Open Bank Project - insulanian
https://www.openbankproject.com/
======
lwlml
I really don't understand this fascination with enabling new "banking
products." There are only five (4) features in the MVP of banking:

* Protection: I want my SoV to remain mine--which means the bank should not be corrupt [ghost transactions, transaction reordering for generating unnecessary fees] and it should not be incompetent [vulnerable to social engineering, easily hacked, denial of services, etc.]

* Transactions: When I send MoE to someone else, it should get there and everyone agrees that it did, and if it didn't, some explanation why.

* Privacy: How much SoV I have and where I send/receive MoE should be between me and the bank and no one else.

* Audit-ability: Every interaction between the bank and my account(s) should be audit-able by myself. If someone is sniffing my account(s) for social engineering purposes, you had better believe that I want to know that someone tried to call 100 times asking about my accounts and the customer service rep should know it too.

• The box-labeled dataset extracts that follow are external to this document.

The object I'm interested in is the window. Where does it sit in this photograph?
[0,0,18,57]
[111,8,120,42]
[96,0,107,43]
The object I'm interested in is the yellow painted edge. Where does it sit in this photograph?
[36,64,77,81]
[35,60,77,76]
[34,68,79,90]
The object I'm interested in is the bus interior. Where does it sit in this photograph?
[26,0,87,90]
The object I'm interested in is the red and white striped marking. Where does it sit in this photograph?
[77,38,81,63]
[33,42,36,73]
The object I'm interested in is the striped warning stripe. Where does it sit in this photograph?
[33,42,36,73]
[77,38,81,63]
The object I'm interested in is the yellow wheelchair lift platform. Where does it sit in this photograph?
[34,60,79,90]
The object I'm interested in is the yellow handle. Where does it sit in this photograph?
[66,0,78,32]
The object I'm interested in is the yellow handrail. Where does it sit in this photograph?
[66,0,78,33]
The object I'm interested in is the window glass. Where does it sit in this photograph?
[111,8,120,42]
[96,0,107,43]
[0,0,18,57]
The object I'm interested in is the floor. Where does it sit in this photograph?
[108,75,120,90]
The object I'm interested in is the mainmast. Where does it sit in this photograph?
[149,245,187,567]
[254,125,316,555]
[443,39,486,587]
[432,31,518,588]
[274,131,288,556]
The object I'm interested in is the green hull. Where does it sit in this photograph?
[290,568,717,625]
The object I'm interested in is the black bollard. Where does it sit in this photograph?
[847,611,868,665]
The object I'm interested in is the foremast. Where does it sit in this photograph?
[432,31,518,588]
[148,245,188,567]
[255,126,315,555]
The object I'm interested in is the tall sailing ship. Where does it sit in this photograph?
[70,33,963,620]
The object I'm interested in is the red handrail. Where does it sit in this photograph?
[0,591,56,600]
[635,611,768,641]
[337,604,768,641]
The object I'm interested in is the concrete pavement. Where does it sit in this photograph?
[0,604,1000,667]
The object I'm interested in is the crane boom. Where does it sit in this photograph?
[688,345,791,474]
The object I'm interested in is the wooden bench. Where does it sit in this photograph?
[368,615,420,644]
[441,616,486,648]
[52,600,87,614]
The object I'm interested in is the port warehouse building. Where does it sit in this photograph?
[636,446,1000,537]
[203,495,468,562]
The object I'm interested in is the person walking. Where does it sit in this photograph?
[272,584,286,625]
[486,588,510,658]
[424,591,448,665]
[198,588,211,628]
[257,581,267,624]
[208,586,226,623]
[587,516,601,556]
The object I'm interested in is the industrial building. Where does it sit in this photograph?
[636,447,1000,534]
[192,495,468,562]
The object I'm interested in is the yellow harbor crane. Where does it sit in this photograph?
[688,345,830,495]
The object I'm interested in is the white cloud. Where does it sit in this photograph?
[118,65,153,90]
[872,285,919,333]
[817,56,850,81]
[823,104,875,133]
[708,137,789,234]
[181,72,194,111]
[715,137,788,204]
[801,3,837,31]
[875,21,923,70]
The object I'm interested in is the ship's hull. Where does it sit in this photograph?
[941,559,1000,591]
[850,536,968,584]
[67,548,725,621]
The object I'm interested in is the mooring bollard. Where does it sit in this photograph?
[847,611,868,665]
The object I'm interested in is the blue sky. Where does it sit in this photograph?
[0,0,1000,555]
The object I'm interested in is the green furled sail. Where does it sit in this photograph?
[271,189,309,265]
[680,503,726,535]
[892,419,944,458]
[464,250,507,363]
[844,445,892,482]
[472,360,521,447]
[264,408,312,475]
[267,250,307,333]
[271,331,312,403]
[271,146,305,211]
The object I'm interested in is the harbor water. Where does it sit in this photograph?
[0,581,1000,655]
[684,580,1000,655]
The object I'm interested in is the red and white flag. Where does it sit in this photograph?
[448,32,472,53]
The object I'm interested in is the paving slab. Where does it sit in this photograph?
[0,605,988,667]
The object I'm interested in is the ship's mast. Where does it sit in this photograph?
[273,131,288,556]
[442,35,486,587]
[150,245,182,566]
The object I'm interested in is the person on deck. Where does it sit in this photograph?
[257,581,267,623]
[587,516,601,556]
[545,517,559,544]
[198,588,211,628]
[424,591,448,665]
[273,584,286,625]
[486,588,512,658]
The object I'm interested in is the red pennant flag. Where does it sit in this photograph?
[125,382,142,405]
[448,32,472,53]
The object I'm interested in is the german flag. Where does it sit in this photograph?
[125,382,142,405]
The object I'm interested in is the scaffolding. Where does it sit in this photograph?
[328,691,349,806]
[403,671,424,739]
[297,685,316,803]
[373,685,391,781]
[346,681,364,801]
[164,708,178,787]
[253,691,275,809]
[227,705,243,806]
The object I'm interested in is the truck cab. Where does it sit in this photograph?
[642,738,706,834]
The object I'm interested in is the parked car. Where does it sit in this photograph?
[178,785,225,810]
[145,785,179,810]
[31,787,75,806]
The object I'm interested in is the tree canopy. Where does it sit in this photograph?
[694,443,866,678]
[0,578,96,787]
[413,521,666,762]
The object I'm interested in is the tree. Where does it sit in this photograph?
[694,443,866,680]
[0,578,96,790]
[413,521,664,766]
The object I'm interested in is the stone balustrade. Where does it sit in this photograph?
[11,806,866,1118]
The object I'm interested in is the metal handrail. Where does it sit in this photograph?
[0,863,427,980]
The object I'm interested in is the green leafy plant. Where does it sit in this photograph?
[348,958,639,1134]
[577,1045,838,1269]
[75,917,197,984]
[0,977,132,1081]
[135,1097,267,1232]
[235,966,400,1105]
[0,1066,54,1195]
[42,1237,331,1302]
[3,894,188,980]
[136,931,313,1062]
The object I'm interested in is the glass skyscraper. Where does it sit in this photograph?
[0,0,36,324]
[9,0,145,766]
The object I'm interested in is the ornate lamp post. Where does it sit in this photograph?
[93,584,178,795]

Out of these, the UoA is the only matter where banks have the least control
except in their use of fractional-reserve banking in the sense of lending
money back into the economy. When banks over-cook this and put too much debt
into the economy it screws with the UoA.

SoV == store of value MoE == medium of exchange UoA == unit of account

"Banking products" that only seem to concentrate on sales of more debt aren't
something that end-users care about and in fact should be wary of. While there
is an application that "sings your bank account information" using this Open
Bank Project API is probably one of the most ridiculous ideas I have ever seen
with banking systems, at least it isn't selling you more debt.

------
insulanian
How is this project progressing? Are the banks interested and getting on
board? Are there any examples of the applications using this?